# Transportkoffer mieten in Köln ?!?



## FeierFox (27. November 2009)

Hi Leute,

ich bräuchte mal nen Tipp von euch. Gibts irgendwo in Köln die Möglichkeit nen Flug-Transportkoffer fürs Bike zu mieten (1 Woche) ? Stadler macht sowas zb aber den gibts ja hier nicht. 

Danke


----------



## Bretone (27. November 2009)

FeierFox schrieb:


> Hi Leute,
> 
> ich bräuchte mal nen Tipp von euch. Gibts irgendwo in Köln die Möglichkeit nen Flug-Transportkoffer fürs Bike zu mieten (1 Woche) ? Stadler macht sowas zb aber den gibts ja hier nicht.
> 
> Danke



Der Bikebahnhof in Köln Longerich hat das mal angeboten:

http://breuersbikebahnhof.templ5.internet1.de/cms.php?cms=c18_Leihraeder.html

Laut Artikel handelt es sich um Bikekoffer von Thule.
Ich würde einfach mal anrufen und nachfragen!


----------



## MTB-News.de




----------



## sun909 (27. November 2009)

Hi,
wir haben mit dem hier gute Erfahrungen gemacht:
Rose Travel Safe

Kostet dich mit Versand um die 40,-- Euro. 

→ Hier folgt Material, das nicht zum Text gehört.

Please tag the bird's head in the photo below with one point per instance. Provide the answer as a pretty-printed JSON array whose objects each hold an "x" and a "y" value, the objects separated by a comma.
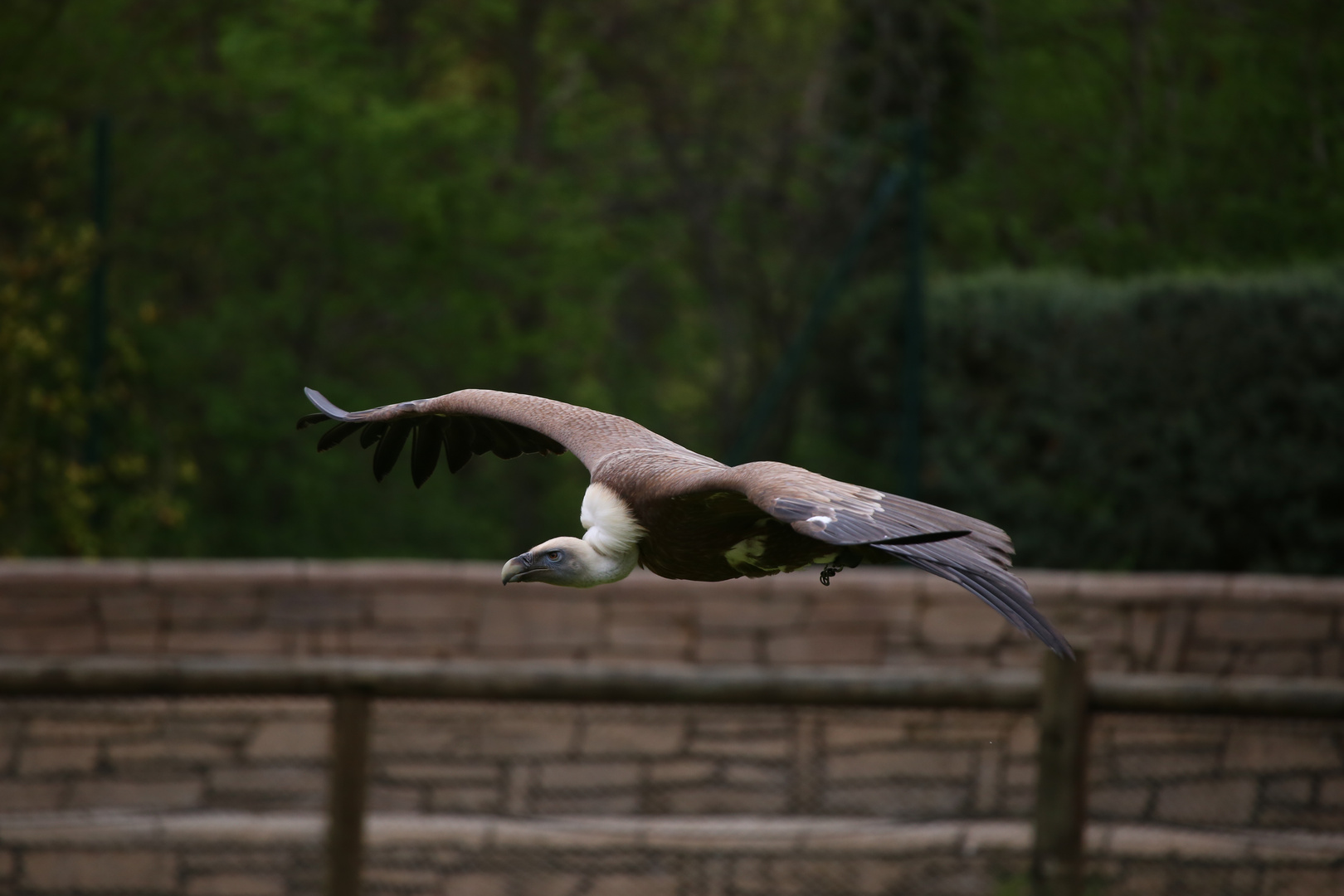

Vorteil: du mußt nicht Schaltwerk etc. abmontieren, LRS ab und Lenker quer reicht. 

Nachteil: Größe erfordert mindestens Kombi, um zum Flughafen zu kommen 

grüße
sun909


----------



## FeierFox (27. November 2009)

Super, das sind ja gleich zwei gute Optionen. 
Den Laden werd ich mal anrufen. Das Teil sieht aus wie nen Transportkoffer für Raketen von der Army
Der von Rose ist aus Pappe oder ? Hält der auch mehrere Flüge aus oder ist der nach einem Urlaub hin ?


----------



## sun909 (28. November 2009)

Hi,
wir haben unseren ein wenig mit Panzertape an den Kanten verstärkt,würde sagen,er hält 3-4 Urlaube aus 

Folie drum falls es regnet wäre nicht schlecht...

Gruesse


----------



## McFly77 (28. November 2009)

Der Cycle Basar in Rodenkirchen verleiht welche.

Der Karton von Rose ist aber auch spitze.


----------



## j.jekyll (28. November 2009)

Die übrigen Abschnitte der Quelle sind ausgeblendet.